For a few weeks now, I’ve been absolutely absorbed in Pathfinder: Wrath of the Righteous on PC. I’d backed the Kickstarter, after having loved playing through their first game, Pathfinder: Kingmaker. Initially, I was a little frustrated, as originally there was a promise in the Kickstarter for a Linux version of the game, as there had been of the first, yet later on in the process they had to renege on that promise. By that time, I had already backed, so I was already committed. Even though, then, initially, I felt frustrated and reluctant to play it, I did decide that my money had already been spent even though in hindsight I wouldn’t have wanted to, so I may as well enjoy my purchased product. While I’m still displeased by the lack of a Linux version, I do have to say that the game was quite enjoyable.

As far as cRPGs go, they are usually of the kick-in-the-door adventure style (apparently, Disco Elysium is a rare exception, and I look forward to playing that one day), and Pathfinder: Wrath of the Righteous is no exception to that. However, to a greater degree than I’ve seen before, there are quite a few possible choices in the game that did make me feel as though I could play a character beyond a murderhobo. Many of the choices presented in the game fall under the main question of “what kind of person do you want to be?”. There is an interesting parallel between the public role the main character is thrust into as well as the personal choices about their own life that must be made.
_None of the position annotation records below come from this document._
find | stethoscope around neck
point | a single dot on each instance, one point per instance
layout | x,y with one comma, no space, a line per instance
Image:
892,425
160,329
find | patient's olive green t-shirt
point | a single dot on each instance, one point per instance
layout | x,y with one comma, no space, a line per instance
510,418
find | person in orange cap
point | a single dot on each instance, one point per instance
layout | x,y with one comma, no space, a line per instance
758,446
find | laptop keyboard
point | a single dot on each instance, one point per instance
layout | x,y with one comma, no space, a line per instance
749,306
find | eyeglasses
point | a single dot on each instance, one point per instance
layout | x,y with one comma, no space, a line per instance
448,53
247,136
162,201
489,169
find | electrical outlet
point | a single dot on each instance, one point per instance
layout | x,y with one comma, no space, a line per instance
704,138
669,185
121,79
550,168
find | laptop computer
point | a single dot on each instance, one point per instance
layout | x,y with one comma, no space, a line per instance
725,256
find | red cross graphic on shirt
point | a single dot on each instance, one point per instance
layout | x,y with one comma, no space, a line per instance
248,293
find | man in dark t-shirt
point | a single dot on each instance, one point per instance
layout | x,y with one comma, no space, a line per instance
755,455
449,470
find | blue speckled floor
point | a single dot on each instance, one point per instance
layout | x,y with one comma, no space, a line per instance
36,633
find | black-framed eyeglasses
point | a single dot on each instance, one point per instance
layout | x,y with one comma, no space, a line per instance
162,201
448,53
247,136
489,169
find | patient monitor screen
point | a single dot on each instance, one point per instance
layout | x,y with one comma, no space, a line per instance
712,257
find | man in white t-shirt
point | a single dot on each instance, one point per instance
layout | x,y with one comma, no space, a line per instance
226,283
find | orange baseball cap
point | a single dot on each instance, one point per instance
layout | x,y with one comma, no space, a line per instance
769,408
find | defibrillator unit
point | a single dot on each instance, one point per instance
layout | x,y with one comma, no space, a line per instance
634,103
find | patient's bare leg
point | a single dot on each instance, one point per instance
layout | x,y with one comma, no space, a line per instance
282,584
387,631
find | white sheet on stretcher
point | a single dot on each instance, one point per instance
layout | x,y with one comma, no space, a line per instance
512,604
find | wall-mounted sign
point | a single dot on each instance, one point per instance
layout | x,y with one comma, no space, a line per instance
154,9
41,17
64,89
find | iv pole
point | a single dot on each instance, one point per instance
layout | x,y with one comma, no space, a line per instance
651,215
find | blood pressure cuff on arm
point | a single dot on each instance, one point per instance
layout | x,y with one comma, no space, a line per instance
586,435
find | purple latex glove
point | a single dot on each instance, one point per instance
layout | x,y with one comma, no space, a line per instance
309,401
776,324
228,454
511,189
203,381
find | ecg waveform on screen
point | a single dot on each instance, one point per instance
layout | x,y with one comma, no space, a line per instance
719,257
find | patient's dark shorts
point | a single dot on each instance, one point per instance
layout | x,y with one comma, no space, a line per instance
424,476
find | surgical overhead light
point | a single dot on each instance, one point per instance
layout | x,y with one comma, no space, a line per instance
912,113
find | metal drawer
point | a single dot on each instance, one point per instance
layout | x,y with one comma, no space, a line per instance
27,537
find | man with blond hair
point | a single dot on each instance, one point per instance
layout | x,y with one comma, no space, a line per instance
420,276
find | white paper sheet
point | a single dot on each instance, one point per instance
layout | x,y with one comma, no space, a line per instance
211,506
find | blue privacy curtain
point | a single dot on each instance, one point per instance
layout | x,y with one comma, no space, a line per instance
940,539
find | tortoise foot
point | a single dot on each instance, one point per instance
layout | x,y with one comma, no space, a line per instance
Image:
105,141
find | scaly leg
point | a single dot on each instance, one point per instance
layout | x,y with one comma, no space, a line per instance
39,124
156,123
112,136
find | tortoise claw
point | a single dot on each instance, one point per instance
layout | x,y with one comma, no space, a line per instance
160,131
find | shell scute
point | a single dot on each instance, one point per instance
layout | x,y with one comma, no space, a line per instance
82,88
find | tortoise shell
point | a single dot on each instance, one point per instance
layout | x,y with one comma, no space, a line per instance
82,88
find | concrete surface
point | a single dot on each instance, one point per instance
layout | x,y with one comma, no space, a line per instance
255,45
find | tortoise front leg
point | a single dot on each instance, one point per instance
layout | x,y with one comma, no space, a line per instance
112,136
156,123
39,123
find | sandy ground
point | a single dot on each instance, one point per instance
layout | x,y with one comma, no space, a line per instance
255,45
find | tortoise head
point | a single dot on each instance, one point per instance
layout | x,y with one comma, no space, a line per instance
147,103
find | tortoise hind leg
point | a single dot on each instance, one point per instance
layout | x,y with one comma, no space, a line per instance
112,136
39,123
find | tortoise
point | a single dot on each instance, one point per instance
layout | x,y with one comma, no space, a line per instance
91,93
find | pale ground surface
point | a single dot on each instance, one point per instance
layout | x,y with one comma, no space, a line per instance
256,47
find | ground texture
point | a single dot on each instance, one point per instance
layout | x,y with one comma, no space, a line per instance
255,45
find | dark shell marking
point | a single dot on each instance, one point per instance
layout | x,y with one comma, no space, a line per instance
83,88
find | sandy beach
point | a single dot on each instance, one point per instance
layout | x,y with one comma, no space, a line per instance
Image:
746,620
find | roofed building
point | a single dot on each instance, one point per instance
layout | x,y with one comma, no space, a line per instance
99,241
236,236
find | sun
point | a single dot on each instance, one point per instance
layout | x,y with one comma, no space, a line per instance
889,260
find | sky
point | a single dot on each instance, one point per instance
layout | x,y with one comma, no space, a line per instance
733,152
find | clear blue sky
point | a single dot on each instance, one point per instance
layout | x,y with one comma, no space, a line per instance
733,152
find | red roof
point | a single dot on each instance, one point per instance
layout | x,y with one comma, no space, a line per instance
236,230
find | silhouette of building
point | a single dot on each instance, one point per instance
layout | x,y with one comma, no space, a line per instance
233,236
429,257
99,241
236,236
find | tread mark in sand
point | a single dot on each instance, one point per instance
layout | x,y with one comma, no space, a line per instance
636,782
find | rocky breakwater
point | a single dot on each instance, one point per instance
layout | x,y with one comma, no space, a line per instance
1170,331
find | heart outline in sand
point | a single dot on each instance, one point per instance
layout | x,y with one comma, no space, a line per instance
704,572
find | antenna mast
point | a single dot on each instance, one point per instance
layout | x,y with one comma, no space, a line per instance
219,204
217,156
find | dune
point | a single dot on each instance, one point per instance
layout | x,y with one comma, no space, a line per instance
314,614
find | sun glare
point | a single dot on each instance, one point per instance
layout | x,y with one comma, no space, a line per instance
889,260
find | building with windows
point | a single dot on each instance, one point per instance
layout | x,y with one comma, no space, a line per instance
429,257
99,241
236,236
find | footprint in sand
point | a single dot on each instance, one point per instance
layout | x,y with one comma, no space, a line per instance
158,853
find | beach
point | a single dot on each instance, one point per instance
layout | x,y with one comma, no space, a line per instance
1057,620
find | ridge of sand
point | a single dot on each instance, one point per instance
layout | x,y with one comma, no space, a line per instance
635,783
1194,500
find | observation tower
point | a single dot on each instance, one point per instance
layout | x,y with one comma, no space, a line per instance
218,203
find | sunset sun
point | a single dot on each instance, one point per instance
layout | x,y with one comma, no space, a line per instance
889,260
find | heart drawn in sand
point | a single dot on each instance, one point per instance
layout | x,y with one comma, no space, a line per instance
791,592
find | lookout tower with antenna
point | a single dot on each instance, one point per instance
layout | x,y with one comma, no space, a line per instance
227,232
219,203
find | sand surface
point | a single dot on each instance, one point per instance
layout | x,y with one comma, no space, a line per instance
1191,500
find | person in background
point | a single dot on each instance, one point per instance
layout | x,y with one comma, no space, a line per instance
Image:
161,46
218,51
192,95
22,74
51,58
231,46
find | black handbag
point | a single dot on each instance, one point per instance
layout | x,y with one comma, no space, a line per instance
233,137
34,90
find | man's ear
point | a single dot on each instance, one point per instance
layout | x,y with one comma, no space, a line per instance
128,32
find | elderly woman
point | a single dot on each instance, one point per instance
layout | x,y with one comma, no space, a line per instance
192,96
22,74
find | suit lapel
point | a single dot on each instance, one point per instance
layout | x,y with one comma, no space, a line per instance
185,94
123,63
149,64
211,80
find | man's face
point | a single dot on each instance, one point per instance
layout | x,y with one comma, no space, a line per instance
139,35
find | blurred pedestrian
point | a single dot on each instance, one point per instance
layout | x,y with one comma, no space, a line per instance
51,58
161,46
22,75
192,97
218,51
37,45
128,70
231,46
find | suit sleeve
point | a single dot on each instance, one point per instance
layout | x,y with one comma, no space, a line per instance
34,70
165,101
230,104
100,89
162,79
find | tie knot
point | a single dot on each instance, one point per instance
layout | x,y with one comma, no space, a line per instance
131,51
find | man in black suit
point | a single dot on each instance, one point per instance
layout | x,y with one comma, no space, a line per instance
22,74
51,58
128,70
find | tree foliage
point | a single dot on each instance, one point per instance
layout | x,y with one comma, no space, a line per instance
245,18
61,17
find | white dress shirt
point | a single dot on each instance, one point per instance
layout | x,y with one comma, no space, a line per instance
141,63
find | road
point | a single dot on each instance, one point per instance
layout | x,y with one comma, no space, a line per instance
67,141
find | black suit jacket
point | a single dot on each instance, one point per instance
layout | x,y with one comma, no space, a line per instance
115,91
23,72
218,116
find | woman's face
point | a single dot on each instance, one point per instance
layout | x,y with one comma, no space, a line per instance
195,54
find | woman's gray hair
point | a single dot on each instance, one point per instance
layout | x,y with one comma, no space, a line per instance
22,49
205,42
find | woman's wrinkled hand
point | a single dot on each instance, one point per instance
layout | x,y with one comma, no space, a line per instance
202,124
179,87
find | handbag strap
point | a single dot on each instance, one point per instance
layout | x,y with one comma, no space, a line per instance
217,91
And while the ending credits may not have gone into as much depth as some other cRPGs have done in the past (even Kingmaker was more detailed), I did get the feeling that there were a variety of ways to solve most quests I was presented with. Even some things that I had viewed purely as little sidequests at times presented me with choices that would be impacting, even if just from an RP standpoint.

On a personal level as well, though, sometimes a game just comes by at just the right time. Tracy and I have been heavily hit by some illness the past weeks—multiple COVID-19 home tests were negative, and the symptoms didn’t really match COVID either, so we weren’t worried about that—to the point where in the first week we were both absolutely drained. The weeks after we’ve still been really low-energy and achy, and haven’t felt up to much. Wrath of the Righteous came by at just the right moment to be a real comfort game that allowed me to engage with something and yet still be wrapped in blankets with a cup of tea and not much else on my mind. Thankfully, both me and Tracy were pretty much on the same page at the time, and we both kind of huddled in our parallel comfort zones, and didn’t mind the other delving deep into our personal projects.

It’s been nice to have a game come by that can really be this engaging, as that doesn’t happen to often for me.